Turkey has also introduced feed-in tariffs for solar power, as well as increased remuneration for using PV components manufactured within the country. However, the authorities require an extensive amount of supporting evidence before granting these incentives. High levels of insolation of up to 1,500 kWh per square meter in south and south-east Turkey also create favorable conditions for photovoltaics, and the Turkish market is expected to undergo a significant upturn. In order to minimize currency risk for foreign investors, the feed-in tariffs below are quoted in US cents. The government in Ankara pays 13.3 US cents (around 10 euro cents) for every kWh of solar power generated. Added to this are incentives for using components manufactured domestically, which amount to as much as 6.2 US cents. While plants with a rated output of less than 500 kW do not require any approval, licenses are required for larger power plants, and the addition of new capacity up to 2013 was limited to 600 MW. Moreover, individual plants may not exceed capacities of 50 MW. The electricity demand in Turkey is set to double by 2020, meaning that shortages in the power supply are expected from 2017. 200 MW of new capacity are expected to be installed in 2013, with these figures set to rise to 600 MW in 2014 and 1.2 GW in 2015. In contrast, only 2 MW of capacity were installed in the country in 2012.
The Balkan states are yet to play a significant role in the large-scale installation market. Falling system prices could, however, prompt moderate growth in Bulgaria (2012: 767 MW) and Slovenia (117 MW). Both countries have introduced feed-in tariffs which are significantly higher than those in Germany and Italy. In Ukraine, large-scale solar power plants with capacities of 100 MW were installed, predominantly in the southern regions around Odessa and along the Black Sea coastline.
The future course of development in Poland is rather uncertain, as although the government in Warsaw is working on a law to promote renewable energy that also intends to include a feed-in tariff for solar power, this shall not be passed before the government’s 2013 summer break. As a result of the weak grid, connecting large-scale power plants is expected to prove particularly problematic.

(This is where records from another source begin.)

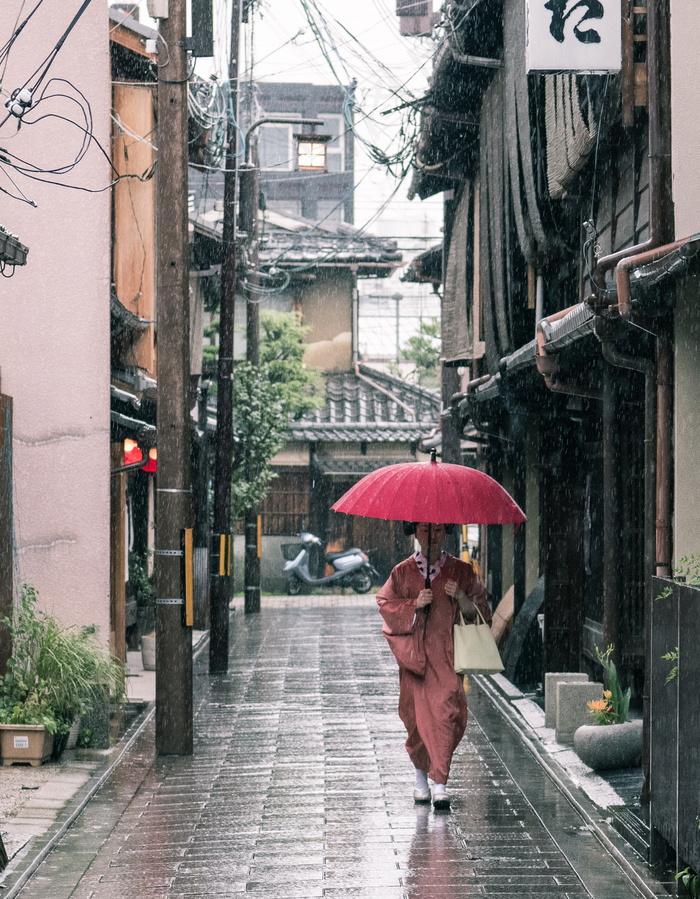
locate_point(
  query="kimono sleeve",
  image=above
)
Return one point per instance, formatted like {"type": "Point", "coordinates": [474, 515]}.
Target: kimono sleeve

It can generally be assumed that the market for MW-scale installations in Europe will become increasingly difficult. However, the direct marketing of solar power modeled on the USA’s Purchase Power agreements is paving the way towards independence from government subsidies. The first of Germany’s solar power market sectors (in particular roof-mounted systems) are expected to fall below grid parity in 2013/2014. In Italy and Spain, this milestone has already been reached for ground-mounted photovoltaic systems. However, large-scale photovoltaic installations do not compete with the electricity price paid by end customers (private households and/or companies), but rather with the market price of peak load power.